NICOLAS HULOT : IL AURA QUAND MEME BIEN SERVI LA MACRONIE…

Nicolas Hulot est parti. On voudra ne voir que la réaction d'un homme désillusionné, victime des lobbies, usé. Mais il faudra aussi retenir qu' il aura fidèlement servi la stratégie écologique macronienne de dire sans faire, de repousser les échéances, de promettre sans tenir, avant de convenir que l'écologie ne serait jamais soluble dans le libéralisme actuel...

C'était il n'y a pas si longtemps, en 2011, quand à Strasbourg Nicolas Hulot est venu nous annoncer que la catastrophe de Fukushima lui avait ouvert les yeux et que désormais la sortie du nucléaire était "la priorité absolue".  Dans la foulée, il annonçait sa candidature à la primaire des écologistes. Cela aurait pu être une bonne idée, mais insupportable à certains des dirigeants d'EELV, (Dany et José en tête), qui ont réussi à renvoyer Nicolas à ses chères études… Histoire encore à écrire, mais qui a en tout cas creusé un fossé définitif entre Hulot et – à minima – certains écologistes patentés.

En 2017, face au vide absolu de son programme pour ce qui est de l'environnement, le président Macron faisait de Nicolas Hulot un ministre d'Etat, chargé d'abord de porter la bonne parole écologiste vers le bon peuple pour l'assurer que les crises environnementales (climat, énergie, biodiversité…) allaient enfin trouver leur solution.

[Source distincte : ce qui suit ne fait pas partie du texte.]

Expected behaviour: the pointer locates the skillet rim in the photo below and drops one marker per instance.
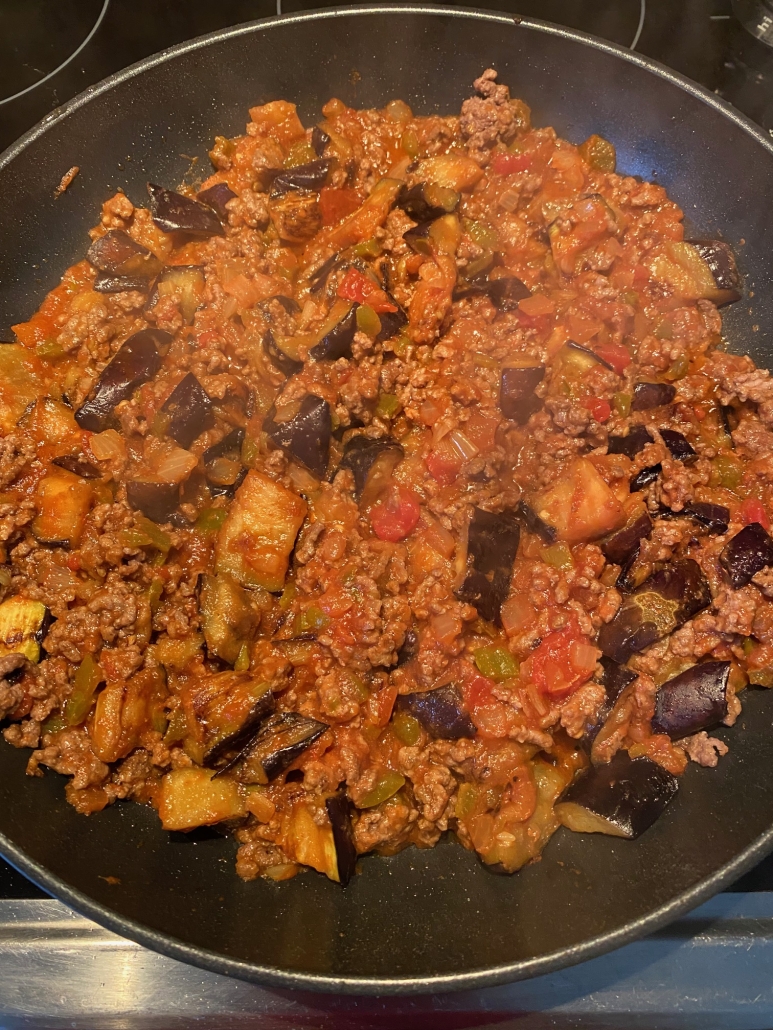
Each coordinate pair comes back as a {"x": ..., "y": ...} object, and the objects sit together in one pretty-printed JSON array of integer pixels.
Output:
[{"x": 475, "y": 979}]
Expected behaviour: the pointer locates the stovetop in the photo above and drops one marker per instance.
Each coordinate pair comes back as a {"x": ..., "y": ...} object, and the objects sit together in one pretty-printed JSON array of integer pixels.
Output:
[{"x": 51, "y": 52}]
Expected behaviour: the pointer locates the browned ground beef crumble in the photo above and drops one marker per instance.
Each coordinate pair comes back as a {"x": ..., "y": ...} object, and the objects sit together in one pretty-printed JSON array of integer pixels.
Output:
[{"x": 393, "y": 481}]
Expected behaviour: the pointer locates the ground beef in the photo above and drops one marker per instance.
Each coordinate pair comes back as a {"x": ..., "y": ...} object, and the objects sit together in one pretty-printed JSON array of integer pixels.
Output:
[
  {"x": 488, "y": 117},
  {"x": 704, "y": 749},
  {"x": 69, "y": 751}
]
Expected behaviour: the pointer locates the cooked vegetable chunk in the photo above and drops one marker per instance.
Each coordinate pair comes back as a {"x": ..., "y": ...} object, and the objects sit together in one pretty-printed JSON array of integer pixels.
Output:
[
  {"x": 746, "y": 554},
  {"x": 63, "y": 502},
  {"x": 516, "y": 398},
  {"x": 306, "y": 436},
  {"x": 188, "y": 411},
  {"x": 284, "y": 737},
  {"x": 580, "y": 505},
  {"x": 21, "y": 383},
  {"x": 136, "y": 363},
  {"x": 694, "y": 700},
  {"x": 622, "y": 798},
  {"x": 662, "y": 604},
  {"x": 174, "y": 213},
  {"x": 440, "y": 713},
  {"x": 228, "y": 618},
  {"x": 721, "y": 263},
  {"x": 258, "y": 537},
  {"x": 191, "y": 797},
  {"x": 22, "y": 627},
  {"x": 493, "y": 544}
]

Il faut bien reconnaître Nicolas s'est coulé à merveille dans ce rôle : un "plan climat" dès septembre 2017, relançant bien des chantiers avec promesses de réalisations… pour le mandat suivant… Puis quelques annonces bien enveloppées, mais sans réel effet comme la fin des exploitations pétrolières sur le sol français (mais sans empêcher les "recherches"), la fin programmée de l'usage du  glyphosate (demandée depuis une dizaine d'années) mais en laissant aux entreprises le temps de liquider leurs stocks, et surtout la remise en question de la réduction en 2025 de la part du nucléaire , repoussée en tout cas à l'après second mandat potentiel du président Macron. Avec en prime quelques reculades face aux lobbies de tous poils, sur l"huile de palme, sur la Montagne d'Or notamment.

Mais tout ceci, probablement, parce que Nicolas Hulot ne voulait voir d'abord que la crise climatique, et espérait encore peut être que ses collègues politiques étaient capables d'avoir une vision à long terme. Et pourtant, depuis 2007 qu'il s'agitait dans le marais politique, il aurait pu comprendre…

Il est vrai que pour qui connaît un peu Ncolas Hulot, ce dernier est d'abord un homme de conviction, qui a cru longtemps, trop longtemps peut-être, être capable de convaincre ses collègues au gouvernement, et Macron en tête, que face aux dérèglements de toutes sortes, il était plus que temps de changer leur vision du monde. En d'autres termes, de voir dans l'expression "développement durable" autre chose qu'un développement du passé que l'on espère voir durer le plus longtemps possible…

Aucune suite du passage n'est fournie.